Veal saltimbocca is an Italian dish consisting of thinly-pounded veal scallopine sandwiched with sage leaves and proscuitto, sauteed in a pan with a white wine sauce. Classic veal saltimbocca can be a bit of a challenge to prepare at home, as it involves whole pieces of veal layered with the other ingredients and cooked very gently so it doesn’t fall apart in the pan. We came across a much simpler version and liked it so much that we may never do it the old-fashioned way again!
Also chop some fresh sage leaves and fresh parsley. As we’ve said before, chop the vegetables before you cut the raw meat, so you can do it all on a single cutting board, without contamination.
Proscuitto is usually sold in thin slices, separated by thin strips of paper. Because we’re going to chop up the proscuitto, there’s no need to separate the meat into perfect slices, making this dish all the more easy to prepare. Just remove all the proscuitto from the paper and pile it on the cutting board to chop.
Chop the prosuitto into small pieces.
Cut the veal scallopine into bite-sized pieces, approximately an inch in width.
Once all of the ingredients are prepared, heat a large pan over medium-high heat, and add a small amount of butter and olive oil. (The olive oil keeps the butter from burning in the hot pan.)
On your cutting board, dust the delicious veal pieces in some flour, then shake off most of the flour.
Add the lightly floured veal to the hot pan and saute until the veal starts to brown.
Using tongs, turn the veal so that it cooks evenly.
You can tell that the veal is finished when it begins to develop that beautiful brown exterior.
When the veal is browned, remove it to a small plate and tent with aluminum foil to keep it warm, then add the mushrooms to the pan.
Continue to cook the mushrooms until they begin to brown.

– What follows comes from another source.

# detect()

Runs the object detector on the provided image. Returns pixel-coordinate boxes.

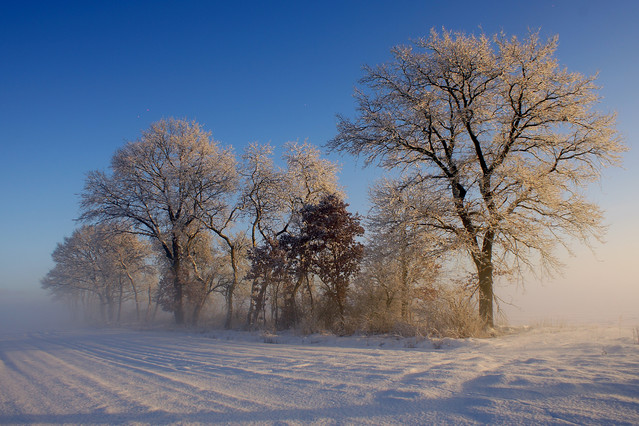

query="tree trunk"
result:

Add about a half cup of white wine to the pan to deglaze. While the wine reduces for a few minutes, use your tongs to scrape up the browned bits in the pan. Most of the flavor for the sauce comes from this step.
Add the chicken stock and a tablespoon of the chopped sage leaves, then give it all a good stir with your tongs.
Add the chopped proscuitto.
Then add the cooked veal pieces, as well as any accumulated juices from the plate of veal.
Add the juice of half of a lemon. If you squeeze the lemon from one hand into the other, you collect the lemon seeds in your hand and keep them out of your dish. Stir it all together and cook for a few minutes until the veal is hot again.
Taste the sauce and add salt and pepper as needed. Finally, just before serving, sprinkle the remaining sage leaves and the chopped parsley over the top. This recipe is a great way to turn a restaurant favorite into an easy weeknight meal. The flavors are all there, but chopping up the veal, proscuitto and sage ahead of time instead of layering them saves time (and frustration).
Easy Veal Saltimbocca
- 1/2 to 2/3 pound of veal scallopini, cut into bite-sized pieces
- 1/2 tablespoon butter
- 1/2 tablespoon olive oil
- 2 cups sliced mushrooms
- 3/4 cup white wine
- 4-5 thin slices of prosciutto
- 1 cup chicken stock
- 1 tablespoon sage leaves, divided
- 1-2 teaspoons chopped Italian flat leaf parsley
- juice of 1 lemon
Heat a pan over medium high heat, and add a half tablespoon each of butter and olive oil. Season the flour with salt and pepper, and dredge the veal in the flour, shaking off any excess. Cook the veal for a few minutes until it begins to brown slightly, and remove it from the pan and set aside.
Add the mushrooms to the pan and sauté until they begin to brown.
Add the wine, stir to deglaze the pan, and cook 2 minutes. Add the chicken broth, veal, prosciutto, juice of half the lemon and chopped sage leaves. Stir and cook 5-10 minutes until the sauce has thickened.
Add the remaining sage and parsley to the top, sprinkle with the juice from the other half of the lemon and serve.